Donald Hall
Pateando hojas
Traducción de Alejandro Oliveros
1
Es octubre. Pateo las hojas mientras regresamos a casa
después del juego, en Ann Arbor,
un día color hollín con aires de lluvia;
pateo hojas de arce,
setenta matices de rojos y amarillos
como papel viejo y hojas de álamo, pálidas y frágiles.
Y las del olmo, estandartes de una raza condenada.
Pateo las hojas que se elevan desde mi bota
produciendo un sonido familiar,
y revolotean y recuerdo
los octubres cuando caminaba hacia el colegio,
en Connecticut,
con pantalones cortos de pana que silbaban
como las hojas. Y un domingo mientras
compraba un vaso de sidra en el quiosco
de una sucia carretera de New Hampshire.
Pateo las hojas, otoño de 1955 en Massachusetts,
seguro de que mi padre estaría muerto
cuando ellas desaparecieran.
4
Pateo las hojas, hoy, mientras regresamos a casa después del juego,
en medio de la muchedumbre con sus brillantes insignias,
tan brillantes y numerosas como las hojas. El cabello
de mi hija es del mismo color rojo amarillento
de las hojas del abedul. Ella misma es alta como un abedul,
creciendo, llegando a los quince, creciendo. Y mi hijo
de veinte, flamante como un arce, de visita
de la universidad, anda delante de nosotros, saltando,
impaciente por viajar a través de los bosques de la tierra.
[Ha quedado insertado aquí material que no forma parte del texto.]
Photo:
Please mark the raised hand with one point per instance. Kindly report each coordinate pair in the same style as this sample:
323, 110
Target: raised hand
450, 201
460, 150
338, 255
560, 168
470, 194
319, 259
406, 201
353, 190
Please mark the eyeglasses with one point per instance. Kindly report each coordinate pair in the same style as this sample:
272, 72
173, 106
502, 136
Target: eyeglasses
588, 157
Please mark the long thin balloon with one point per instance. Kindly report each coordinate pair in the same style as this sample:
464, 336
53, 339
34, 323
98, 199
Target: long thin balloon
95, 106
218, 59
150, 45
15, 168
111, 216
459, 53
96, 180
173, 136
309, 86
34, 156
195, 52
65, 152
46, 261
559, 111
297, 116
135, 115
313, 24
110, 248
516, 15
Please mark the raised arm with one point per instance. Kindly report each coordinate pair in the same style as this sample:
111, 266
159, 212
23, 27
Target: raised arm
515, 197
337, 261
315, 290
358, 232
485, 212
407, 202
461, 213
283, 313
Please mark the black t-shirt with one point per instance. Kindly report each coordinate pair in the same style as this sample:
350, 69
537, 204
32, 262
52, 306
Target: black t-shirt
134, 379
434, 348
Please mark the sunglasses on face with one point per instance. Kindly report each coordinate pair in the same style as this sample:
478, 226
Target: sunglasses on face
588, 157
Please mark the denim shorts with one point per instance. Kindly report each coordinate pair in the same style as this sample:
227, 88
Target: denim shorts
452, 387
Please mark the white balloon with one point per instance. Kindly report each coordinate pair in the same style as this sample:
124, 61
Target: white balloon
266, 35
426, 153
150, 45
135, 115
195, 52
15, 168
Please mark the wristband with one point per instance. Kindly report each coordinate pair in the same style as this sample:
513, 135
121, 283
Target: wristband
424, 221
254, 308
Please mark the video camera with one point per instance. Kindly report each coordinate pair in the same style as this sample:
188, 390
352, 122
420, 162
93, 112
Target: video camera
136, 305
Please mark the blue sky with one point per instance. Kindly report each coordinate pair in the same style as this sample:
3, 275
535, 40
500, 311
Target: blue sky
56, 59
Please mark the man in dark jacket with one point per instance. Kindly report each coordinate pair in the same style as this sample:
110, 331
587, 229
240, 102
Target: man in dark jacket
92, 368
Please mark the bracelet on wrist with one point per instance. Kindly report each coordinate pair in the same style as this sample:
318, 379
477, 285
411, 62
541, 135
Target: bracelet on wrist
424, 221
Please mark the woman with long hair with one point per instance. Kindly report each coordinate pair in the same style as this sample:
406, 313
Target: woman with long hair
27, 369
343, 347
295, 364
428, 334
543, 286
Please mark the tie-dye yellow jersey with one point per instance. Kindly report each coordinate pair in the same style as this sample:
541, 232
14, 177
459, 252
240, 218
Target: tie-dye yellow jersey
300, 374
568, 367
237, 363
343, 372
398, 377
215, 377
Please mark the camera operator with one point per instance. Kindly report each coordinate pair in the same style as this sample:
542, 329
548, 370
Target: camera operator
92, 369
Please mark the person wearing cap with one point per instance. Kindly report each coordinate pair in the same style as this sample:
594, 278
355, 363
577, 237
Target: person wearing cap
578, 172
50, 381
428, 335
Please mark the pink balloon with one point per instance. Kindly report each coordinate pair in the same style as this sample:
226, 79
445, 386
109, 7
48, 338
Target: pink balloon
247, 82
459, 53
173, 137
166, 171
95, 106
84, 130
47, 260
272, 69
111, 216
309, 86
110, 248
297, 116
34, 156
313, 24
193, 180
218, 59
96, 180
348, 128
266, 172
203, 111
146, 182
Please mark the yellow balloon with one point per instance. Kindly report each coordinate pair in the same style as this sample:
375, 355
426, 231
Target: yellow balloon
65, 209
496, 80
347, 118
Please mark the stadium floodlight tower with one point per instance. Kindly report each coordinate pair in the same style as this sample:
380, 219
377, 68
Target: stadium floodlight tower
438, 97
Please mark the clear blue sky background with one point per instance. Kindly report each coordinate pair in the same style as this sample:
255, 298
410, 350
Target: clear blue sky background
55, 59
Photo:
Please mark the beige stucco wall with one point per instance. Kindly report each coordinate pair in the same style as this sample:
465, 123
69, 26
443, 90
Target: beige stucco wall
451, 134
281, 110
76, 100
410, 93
Los observo desde un montón de hojas,
a un costado de esta casa de cartón piedra, en Ann Arbor,
frente a la escuela donde aprendieron a leer,
sus figuras en la distancia disminuyen mientras saludan
pero ahora sé que soy yo quien disminuye,
no ellos, mientras voy de primero
hacia los hojas, tomando el camino que ellos
seguirán dentro de los próximos años y octubres.
7
Ahora caigo, salto y caigo, para sentir cómo se trituran
las hojas bajo mi cuerpo, y siento mi cuerpo
flotando en el océano de hojas, en la noche,
la noche que se eleva con las muerte y las hojas
que se mecen como el océano.
¡Ah, este caer delicioso en brazos de las hojas,
en el suave regazo de las hojas!
Nado en ellas, boca abajo, sin dificultad,
aspirando el olor agrio del arce, precipitándome
en largos deslizamientos hasta el fondo de octubre
donde la granja yace enroscada contra el invierno,
y la sopa despide sus olores a zanahorias y cebollas
hacia las humedecidas ventanas y cortinas,
y más allá de las ventanas veo el esbelto tronco
desnudo del arce con sus ramas; el roble
con algunas hojas de marrón otoñal
y los abetos conservando sus verdes.
Ahora salto y caigo, exultante, recuperando de la muerte,
a cuenta de la muerte, de acuerdo con los muertos,
el olor y sabor de las hojas,
y el placer, el único dilatado placer de ocupar
un lugar en la historia de las hojas.